Al estallar la guerra entre EEUU y España en 1898 era
indispensable entenderse con toda urgencia con el general García, jefe de los
revolucionarios de Cuba. García, estaba emboscado en las asperezas de las
montañas; nadie sabía dónde. Ninguna comunicación le podía llegar ni por correo
ni por telégrafo, y no obstante era preciso que el presidente de los Estados
Unidos se comunicara con él. ¿Qué hacer? Alguien dijo al presidente: “Si es
posible encontrar a García, conozco a un tal Roan que lo hará”. Buscaron a Roan
y se le entregó la carta para García.
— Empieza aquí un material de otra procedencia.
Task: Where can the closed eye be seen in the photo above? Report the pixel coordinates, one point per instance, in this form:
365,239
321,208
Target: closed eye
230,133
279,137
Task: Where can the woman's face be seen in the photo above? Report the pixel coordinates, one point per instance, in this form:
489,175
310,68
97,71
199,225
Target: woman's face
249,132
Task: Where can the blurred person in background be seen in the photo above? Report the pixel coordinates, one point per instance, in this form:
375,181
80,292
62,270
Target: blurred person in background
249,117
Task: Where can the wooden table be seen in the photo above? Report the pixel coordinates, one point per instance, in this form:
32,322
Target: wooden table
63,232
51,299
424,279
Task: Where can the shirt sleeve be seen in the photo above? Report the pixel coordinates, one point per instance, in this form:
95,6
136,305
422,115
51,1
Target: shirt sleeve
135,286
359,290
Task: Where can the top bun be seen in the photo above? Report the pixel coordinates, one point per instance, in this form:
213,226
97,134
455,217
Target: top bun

Roan tomó la carta y la guardó en una
bolsa impermeable, sobre su pecho, cerca del corazón. Al cuarto día saltó de la
sencilla canoa que lo había conducido a la costa de Cuba. Desapareció por entre
los juncales y después de tres semanas se presentó al otro lado de la isla. Después
de atravesar a pie un país hostil, entregó a García el mensaje del que era
portador. Cuando Rowan tomó la carta que debía entregar nunca preguntó: “¿Quién
es García? ¿Dónde está ese tal García? ¿Por dónde me voy a ir? ¿Esto será
fácil?, ¿no traerá peligros este oficio? ¿Pagan extras? ¿Y si no lo encuentro? ¿Y
por qué debo ir yo? O tal vez aclararía para desistir: ¡Yo solo puedo de lunes
a viernes de 9 am a 3 pm! ¡La verdad, mejor que vaya otro!”